Dennoch: Rund 3500 Abo-Kunden sind ausgestiegen. Weitere 3500 haben ihr Abonnement ausgesetzt. Neuabschlüsse gab es fast keine. Unterm Strich hat Corona die Ruhrbahn bisher zwölf Millionen Euro gekostet. Die Rechnung für Juni steht noch aus. Feller hofft, dass Bund und Land das Loch in der Kasse stopfen.
Ruhrbahn hofft auf Bundes- und Landeshilfen
Vergünstigte Tickets und Umstiegsangebote
Die Ruhrbahn versucht Autofahrern den Umstieg auf den ÖPNV schmackhaft zu machen.
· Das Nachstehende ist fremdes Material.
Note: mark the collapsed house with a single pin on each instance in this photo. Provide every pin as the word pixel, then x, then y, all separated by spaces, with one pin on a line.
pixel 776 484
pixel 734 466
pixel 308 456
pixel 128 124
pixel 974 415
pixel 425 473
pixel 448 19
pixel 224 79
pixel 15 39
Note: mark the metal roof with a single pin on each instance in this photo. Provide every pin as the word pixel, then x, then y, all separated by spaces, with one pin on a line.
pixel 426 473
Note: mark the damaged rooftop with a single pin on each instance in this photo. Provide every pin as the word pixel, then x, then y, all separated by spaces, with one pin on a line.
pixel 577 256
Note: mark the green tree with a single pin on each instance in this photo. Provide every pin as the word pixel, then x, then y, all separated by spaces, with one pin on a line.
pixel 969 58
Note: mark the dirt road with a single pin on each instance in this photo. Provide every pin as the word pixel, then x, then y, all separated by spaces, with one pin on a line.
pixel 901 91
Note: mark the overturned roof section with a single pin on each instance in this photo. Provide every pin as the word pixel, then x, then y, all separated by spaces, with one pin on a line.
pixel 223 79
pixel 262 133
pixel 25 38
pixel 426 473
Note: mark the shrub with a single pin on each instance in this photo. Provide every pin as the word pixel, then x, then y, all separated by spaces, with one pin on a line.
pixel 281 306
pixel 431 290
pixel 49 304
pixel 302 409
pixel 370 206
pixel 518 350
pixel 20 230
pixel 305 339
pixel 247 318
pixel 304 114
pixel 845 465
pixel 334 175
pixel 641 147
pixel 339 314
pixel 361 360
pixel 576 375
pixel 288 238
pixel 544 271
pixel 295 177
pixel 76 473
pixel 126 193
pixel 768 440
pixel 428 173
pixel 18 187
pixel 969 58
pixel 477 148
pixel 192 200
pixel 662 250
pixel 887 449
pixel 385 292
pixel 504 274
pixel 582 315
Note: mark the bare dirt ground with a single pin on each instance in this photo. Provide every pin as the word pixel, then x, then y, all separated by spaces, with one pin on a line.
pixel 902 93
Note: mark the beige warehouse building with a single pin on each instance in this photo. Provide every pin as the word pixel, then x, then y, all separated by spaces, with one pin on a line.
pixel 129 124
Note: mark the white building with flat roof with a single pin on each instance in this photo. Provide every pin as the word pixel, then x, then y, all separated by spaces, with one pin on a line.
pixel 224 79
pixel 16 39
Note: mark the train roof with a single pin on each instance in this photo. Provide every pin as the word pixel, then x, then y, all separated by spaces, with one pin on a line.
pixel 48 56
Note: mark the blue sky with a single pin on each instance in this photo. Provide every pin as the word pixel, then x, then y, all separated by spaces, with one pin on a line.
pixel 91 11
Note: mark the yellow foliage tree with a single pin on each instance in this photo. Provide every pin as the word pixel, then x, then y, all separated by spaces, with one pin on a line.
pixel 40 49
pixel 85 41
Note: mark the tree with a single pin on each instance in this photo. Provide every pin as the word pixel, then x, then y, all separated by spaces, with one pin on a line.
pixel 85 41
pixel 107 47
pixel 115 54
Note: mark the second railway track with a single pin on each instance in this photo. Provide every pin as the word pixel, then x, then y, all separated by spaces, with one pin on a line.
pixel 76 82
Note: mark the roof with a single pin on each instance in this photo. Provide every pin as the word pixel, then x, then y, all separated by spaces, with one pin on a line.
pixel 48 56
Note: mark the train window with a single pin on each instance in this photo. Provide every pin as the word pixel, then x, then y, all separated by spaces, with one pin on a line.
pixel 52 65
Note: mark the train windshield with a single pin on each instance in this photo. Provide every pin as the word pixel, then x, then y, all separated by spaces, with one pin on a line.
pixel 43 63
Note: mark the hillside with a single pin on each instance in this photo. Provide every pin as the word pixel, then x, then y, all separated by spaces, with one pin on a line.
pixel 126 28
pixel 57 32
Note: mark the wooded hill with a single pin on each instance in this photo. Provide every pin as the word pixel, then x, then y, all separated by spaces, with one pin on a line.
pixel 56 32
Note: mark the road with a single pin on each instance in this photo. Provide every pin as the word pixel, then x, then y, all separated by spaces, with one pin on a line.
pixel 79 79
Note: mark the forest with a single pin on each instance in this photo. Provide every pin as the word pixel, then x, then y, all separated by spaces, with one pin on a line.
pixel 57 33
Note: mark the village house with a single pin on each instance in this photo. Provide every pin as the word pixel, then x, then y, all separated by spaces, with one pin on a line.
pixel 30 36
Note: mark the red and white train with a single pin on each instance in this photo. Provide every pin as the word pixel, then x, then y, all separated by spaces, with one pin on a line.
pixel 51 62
Gerade erst waren weitere 300 vergünstigte Tickets in der Verlosung, finanziert mit dem Förderprogramm des Bundes für saubere Luft. Die Tickets waren ruckzuck vergriffen, berichtet Ruhrbahn-Marketing-Chef Nils Hoffmann.
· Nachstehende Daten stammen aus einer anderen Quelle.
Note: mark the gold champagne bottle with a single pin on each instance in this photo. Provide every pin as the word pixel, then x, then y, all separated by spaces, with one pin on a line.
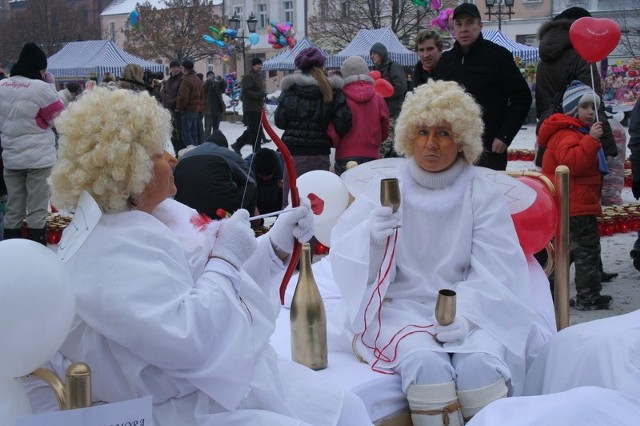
pixel 308 318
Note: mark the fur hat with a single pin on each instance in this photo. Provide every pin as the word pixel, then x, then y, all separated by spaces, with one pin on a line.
pixel 577 94
pixel 354 65
pixel 218 138
pixel 379 48
pixel 573 13
pixel 187 64
pixel 33 57
pixel 438 102
pixel 468 8
pixel 309 58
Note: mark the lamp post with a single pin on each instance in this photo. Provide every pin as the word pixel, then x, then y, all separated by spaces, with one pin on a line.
pixel 234 24
pixel 499 13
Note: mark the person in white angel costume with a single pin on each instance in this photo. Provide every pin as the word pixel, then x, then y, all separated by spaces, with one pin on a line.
pixel 171 304
pixel 453 230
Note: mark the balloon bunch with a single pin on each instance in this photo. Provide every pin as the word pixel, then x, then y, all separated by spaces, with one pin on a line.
pixel 380 85
pixel 435 4
pixel 134 19
pixel 220 37
pixel 232 81
pixel 281 35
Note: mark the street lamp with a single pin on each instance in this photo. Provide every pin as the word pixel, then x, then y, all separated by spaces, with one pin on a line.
pixel 499 13
pixel 234 24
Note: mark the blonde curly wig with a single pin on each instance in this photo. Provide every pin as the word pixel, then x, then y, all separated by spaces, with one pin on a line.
pixel 107 140
pixel 437 102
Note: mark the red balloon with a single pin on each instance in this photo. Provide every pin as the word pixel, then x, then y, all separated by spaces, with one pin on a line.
pixel 594 38
pixel 383 88
pixel 536 225
pixel 375 74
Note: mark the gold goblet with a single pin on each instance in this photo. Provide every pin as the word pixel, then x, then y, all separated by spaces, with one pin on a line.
pixel 445 308
pixel 390 193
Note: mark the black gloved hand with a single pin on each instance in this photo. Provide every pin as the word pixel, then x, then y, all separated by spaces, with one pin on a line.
pixel 635 188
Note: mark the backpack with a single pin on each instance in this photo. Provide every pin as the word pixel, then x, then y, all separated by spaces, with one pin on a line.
pixel 555 107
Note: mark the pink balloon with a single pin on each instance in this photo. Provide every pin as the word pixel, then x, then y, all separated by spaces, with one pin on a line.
pixel 594 38
pixel 383 88
pixel 536 225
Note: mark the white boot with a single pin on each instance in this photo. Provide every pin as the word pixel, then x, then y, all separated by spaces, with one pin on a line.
pixel 434 405
pixel 474 400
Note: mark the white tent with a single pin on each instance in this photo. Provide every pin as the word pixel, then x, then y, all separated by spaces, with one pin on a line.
pixel 94 58
pixel 285 59
pixel 362 43
pixel 524 52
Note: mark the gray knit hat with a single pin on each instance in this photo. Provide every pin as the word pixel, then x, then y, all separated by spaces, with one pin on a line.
pixel 577 94
pixel 355 68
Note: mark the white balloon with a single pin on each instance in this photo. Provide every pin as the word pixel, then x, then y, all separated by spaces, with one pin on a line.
pixel 37 305
pixel 329 187
pixel 322 232
pixel 14 402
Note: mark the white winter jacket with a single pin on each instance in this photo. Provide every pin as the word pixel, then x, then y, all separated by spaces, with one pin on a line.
pixel 27 109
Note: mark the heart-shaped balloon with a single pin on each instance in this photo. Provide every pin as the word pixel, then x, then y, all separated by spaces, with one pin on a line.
pixel 594 38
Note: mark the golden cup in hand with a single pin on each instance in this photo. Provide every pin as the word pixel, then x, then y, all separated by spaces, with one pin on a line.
pixel 446 307
pixel 390 193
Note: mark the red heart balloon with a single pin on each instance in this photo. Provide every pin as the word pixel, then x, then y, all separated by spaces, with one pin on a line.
pixel 383 88
pixel 594 38
pixel 536 224
pixel 375 74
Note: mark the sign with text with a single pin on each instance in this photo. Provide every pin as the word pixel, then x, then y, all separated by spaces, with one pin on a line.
pixel 136 412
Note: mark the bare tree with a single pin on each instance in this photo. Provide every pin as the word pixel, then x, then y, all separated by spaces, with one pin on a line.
pixel 174 31
pixel 628 18
pixel 337 22
pixel 48 23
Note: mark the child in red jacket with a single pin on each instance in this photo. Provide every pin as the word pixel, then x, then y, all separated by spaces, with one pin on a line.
pixel 572 139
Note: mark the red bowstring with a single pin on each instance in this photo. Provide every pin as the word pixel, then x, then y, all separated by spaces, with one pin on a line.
pixel 295 198
pixel 380 353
Ruhrbahn-Vorstand Feller setzt auch auf Kombi-Angebote: Carsharing, Leihfahrräder oder einen Bus-Shuttle „on demand“, eine Art Sammeltaxi auf Abruf per Smartphone. Noch in diesem Jahr will die Ruhrbahn die ersten Fahrzeuge auf die Straße bringen. Das Angebot soll Appetit machen, Busse und Bahnen auszuprobieren, so der Ruhrbahn-Chef.
500 Millionen Euro sollen aus Berlin fließen. Weitere 200 Millionen hat die Landesregierung für den Öffentlichen Nahverkehr in Aussicht gestellt. Offen sei noch, wie das Geld verteilt wird. Sicher ist: Die Stadt kann das Defizit nicht ausgleichen. Abstriche beim Angebot wären die Folge. „Dabei dürfen wir den Klimaschutz nicht aus den Augen verlieren“, sagt Feller.
Zweifellos ist der öffentliche Nahverkehr das Rückgrat der Verkehrswende. Wer sonst sollte Massen transportieren? „18 Prozent aller Wege legen die Mülheimer mit dem ÖPNV zurück“, nennt Ruhrbahnsprecherin Simone Klose das Ergebnis der Haushaltsumfrage von 2019. Für knapp 60 Prozent der Wege nutzen Mülheimer aber das Auto. Dieser Wert liegt höher als vor fünf Jahren.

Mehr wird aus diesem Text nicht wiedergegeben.